Williams contends that the statute does not require more than two people. To support his argument, Williams directs our attention to Kentucky Criminal Law, written by Professors Robert G. Lawson *704and William H. Fortune, in which the authors note, without citation to authority, that the statute requires proof of “participation of two or more persons.” However, as the district court noted in response to Williams’s motion to reconsider, the plain language of the statute mandates the presence of at least three individuals. Simply put, Williams did not have probable cause to arrest Marvin pursuant to the failure to disperse statute because Marvin and Mark were the only individuals involved in the alleged offense, and the statute requires the participation of at least three individuals.
In the alternative, Williams contends that there was probable cause to arrest Marvin for disorderly conduct. In relevant part, Kentucky law provides:
A person is guilty of disorderly conduct when in a public place and with intent to cause public inconvenience, annoyance or alarm, or wantonly creating a risk thereof, he ... [r]efuses to obey an official order to disperse issued to maintain public safety in dangerous proximity to a fire, hazard or other emergency.
Ky.Rev.Stat. § 525.060(l)(c). Contrary to Williams’s position, however, the arrest cannot be justified by this statute because Marvin was on private property and not in a public place at the time of the arrest, and Williams’s order to disperse was not made in response to “a fire, hazard, or other emergency.”
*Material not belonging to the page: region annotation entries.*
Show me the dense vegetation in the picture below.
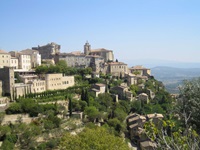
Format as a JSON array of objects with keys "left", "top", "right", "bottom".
[{"left": 0, "top": 62, "right": 200, "bottom": 150}]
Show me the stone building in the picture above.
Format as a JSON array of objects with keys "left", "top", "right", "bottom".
[
  {"left": 55, "top": 51, "right": 104, "bottom": 73},
  {"left": 9, "top": 51, "right": 31, "bottom": 71},
  {"left": 21, "top": 49, "right": 41, "bottom": 68},
  {"left": 84, "top": 42, "right": 114, "bottom": 62},
  {"left": 126, "top": 73, "right": 138, "bottom": 86},
  {"left": 110, "top": 86, "right": 133, "bottom": 101},
  {"left": 10, "top": 57, "right": 19, "bottom": 69},
  {"left": 32, "top": 42, "right": 61, "bottom": 59},
  {"left": 13, "top": 83, "right": 31, "bottom": 99},
  {"left": 20, "top": 74, "right": 46, "bottom": 93},
  {"left": 45, "top": 73, "right": 74, "bottom": 90},
  {"left": 129, "top": 66, "right": 151, "bottom": 76},
  {"left": 0, "top": 67, "right": 15, "bottom": 99},
  {"left": 0, "top": 50, "right": 11, "bottom": 68},
  {"left": 55, "top": 52, "right": 91, "bottom": 68},
  {"left": 106, "top": 62, "right": 128, "bottom": 77}
]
Plainly, Williams did not have probable cause to arrest Marvin under the state statutes prohibiting failure to disperse and disorderly conduct. Furthermore, as noted by the district court, there does not appear to be a Kentucky statute permitting the arrest of an individual simply because he refuses to produce identification. Thus, there can be only one conclusion based on the set of facts in this case: that Williams arrested Marvin without probable cause and in violation of his Fourth Amendment rights.
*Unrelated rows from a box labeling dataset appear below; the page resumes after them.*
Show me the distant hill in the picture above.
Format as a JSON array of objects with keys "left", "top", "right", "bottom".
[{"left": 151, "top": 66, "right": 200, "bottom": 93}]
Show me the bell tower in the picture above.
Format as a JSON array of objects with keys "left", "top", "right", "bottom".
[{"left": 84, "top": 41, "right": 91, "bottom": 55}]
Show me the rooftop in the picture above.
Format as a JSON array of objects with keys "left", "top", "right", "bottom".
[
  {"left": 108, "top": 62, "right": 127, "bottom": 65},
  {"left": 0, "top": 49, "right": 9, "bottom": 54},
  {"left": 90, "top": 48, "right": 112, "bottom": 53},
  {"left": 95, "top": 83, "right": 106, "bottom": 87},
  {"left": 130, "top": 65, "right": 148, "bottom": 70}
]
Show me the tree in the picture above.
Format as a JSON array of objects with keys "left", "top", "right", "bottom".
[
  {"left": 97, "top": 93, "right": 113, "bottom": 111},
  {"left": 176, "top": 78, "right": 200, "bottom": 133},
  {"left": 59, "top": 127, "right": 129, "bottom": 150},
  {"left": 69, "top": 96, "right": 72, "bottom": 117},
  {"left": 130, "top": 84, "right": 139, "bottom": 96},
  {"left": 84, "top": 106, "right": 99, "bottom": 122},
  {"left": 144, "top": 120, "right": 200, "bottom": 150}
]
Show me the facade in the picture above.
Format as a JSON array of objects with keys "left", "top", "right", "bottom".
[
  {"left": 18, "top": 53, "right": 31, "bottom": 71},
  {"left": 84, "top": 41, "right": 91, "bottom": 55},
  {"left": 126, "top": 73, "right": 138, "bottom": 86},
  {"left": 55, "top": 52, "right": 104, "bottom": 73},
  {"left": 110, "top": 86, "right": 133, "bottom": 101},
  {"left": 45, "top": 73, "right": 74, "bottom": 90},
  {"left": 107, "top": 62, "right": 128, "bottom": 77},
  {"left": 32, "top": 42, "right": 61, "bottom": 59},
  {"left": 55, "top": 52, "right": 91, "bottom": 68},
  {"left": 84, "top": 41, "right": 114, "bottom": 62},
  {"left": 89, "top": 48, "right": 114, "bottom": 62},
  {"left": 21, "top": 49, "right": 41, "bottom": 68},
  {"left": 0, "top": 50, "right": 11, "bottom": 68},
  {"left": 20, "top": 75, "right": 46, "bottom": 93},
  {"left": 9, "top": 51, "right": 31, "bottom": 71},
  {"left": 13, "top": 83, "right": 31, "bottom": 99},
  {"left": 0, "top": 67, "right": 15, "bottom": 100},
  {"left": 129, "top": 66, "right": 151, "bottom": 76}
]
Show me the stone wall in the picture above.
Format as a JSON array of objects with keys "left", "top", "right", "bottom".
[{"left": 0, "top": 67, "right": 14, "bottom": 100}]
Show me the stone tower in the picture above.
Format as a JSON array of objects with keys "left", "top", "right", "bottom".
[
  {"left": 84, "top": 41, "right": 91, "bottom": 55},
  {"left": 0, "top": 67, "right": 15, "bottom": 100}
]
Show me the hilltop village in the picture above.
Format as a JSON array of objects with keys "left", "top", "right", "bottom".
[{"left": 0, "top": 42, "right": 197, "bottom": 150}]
D. Clearly Established Rights
The conclusion that Williams arrested Marvin without probable cause does not end our inquiry, however, because we must also determine whether Marvin’s rights under the Fourth Amendment were clearly established such that a reasonable official would have understood that his actions violated those rights. As the Supreme Court has noted. “The contours of the right must be sufficiently clear that a reasonable official would understand that what he is doing violates that right.” Anderson v. Creighton, 483 U.S. 635, 640, 107 S.Ct. 3034, 97 L.Ed.2d 523 (1987).
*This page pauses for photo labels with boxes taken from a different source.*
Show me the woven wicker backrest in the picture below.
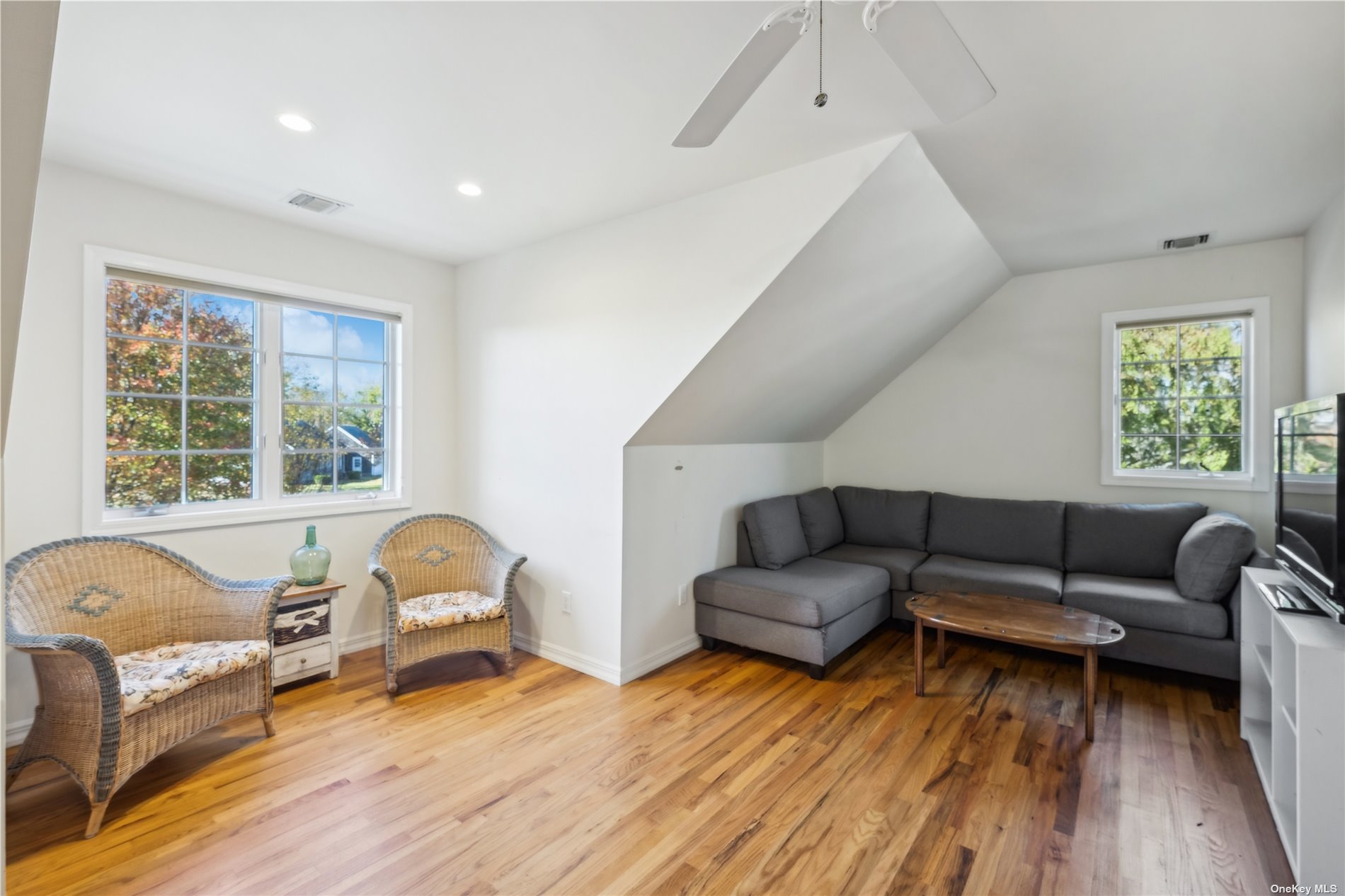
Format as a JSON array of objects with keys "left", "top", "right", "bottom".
[
  {"left": 379, "top": 518, "right": 496, "bottom": 600},
  {"left": 6, "top": 538, "right": 229, "bottom": 655}
]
Williams contends that the facts here do not meet that standard, pointing to the proposition in the Lawson and Fortune treatise that only two individuals are required under the failure to disperse statute. Despite the opinion of these two commentators, we conclude that no reasonable interpretation of the disorderly conduct statute could possibly support Williams’s arrest of Marvin. Because the statutory language cited by Williams is unambiguous and not reasonably open to an alternative interpretation, we hold that Marvin’s rights were so clearly established that a reasonable officer would have been aware of the unconstitutionality of the arrest.
CONCLUSION
For the reasons set out above, we AFFIRM the judgment of the district court.